Une femme kurde mutilée au nom de l’honneur
Une femme turque âgée de 23 ans a été retrouvée grièvement blessée et horriblement mutilée au niveau du visage. Les faits ont eu lieu dans l’est Kurde de la Turquie, un crime commis pour laver l’honneur de la famille qui la soupçonnait de tromper son mari, rapporte aujourd’hui la presse turque, indignée. Les faits se sont produits hier à Agri, une province peuplée majoritairement de Kurdes, à la frontière avec l’Iran et l’Arménie, selon les journaux.
Y. A. a été retrouvée dans un terrain vague, les oreilles et le nez tranchés. Elle était également blessée au ventre par arme blanche et a été immédiatement hospitalisé. La victime est dans un état critique, selon ses médecins, cités par la presse. Huit suspects ont été interpellés par la police.
Selon les journaux Milliyet et Hürriyet, des membres de la famille de l’époux de la victime ont torturé la jeune femme, soupçonnée de tromper son mari en déplacement à Izmir (ouest), et lui ont infligé des mutilations “atroces” avant de l’abandonner à la mort. Le mari de la victime est en cavale, rapportent les journaux.

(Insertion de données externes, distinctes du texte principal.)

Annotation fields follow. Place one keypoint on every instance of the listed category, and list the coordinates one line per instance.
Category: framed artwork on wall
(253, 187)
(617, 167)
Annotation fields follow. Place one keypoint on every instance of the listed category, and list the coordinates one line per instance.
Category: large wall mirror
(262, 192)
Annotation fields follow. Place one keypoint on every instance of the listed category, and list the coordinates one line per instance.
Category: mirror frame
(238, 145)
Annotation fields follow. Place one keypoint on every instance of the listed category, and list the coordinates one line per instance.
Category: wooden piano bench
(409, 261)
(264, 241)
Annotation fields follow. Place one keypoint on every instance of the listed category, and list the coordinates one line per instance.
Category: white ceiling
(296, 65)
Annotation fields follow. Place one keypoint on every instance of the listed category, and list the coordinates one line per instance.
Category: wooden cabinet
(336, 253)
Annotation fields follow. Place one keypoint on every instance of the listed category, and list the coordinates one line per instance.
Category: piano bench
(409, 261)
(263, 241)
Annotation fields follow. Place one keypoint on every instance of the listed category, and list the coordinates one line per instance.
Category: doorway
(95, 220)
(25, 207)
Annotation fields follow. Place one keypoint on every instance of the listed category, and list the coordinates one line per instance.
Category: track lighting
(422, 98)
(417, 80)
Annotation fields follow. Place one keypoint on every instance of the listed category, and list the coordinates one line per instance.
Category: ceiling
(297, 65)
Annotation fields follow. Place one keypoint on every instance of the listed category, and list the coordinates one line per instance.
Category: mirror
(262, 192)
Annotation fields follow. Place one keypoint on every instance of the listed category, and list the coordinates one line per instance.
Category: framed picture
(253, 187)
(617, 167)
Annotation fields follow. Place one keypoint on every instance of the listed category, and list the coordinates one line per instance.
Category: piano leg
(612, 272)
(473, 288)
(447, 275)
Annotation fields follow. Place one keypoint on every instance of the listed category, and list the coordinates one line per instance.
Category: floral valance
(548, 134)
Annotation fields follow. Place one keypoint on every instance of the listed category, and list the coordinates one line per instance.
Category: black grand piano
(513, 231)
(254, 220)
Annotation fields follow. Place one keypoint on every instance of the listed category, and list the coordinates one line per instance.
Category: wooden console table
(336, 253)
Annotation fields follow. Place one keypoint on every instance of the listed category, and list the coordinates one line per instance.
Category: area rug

Le gouvernement et les associations ont accru leurs efforts au cours des dernières années pour éradiquer la pratique des crimes d’honneur qui fait de nombreuses victimes chaque année. Mais les sondages montrent que ces violences jouissent encore d’une large tolérance dans le sud-est anatolien à majorité kurde, où elles sont le plus souvent commises.
La pratique a parfois pris une telle ampleur que des femmes ont été tuées pour avoir discuté avec des étrangers, demandé la diffusion d’une chanson à la radio ou même pour avoir été les victimes d’un viol. La Turquie, sous la pression de l’Union européenne, a renforcé les peines contre les auteurs de crimes d’honneur qui peuvent désormais être condamnés à la prison à vie.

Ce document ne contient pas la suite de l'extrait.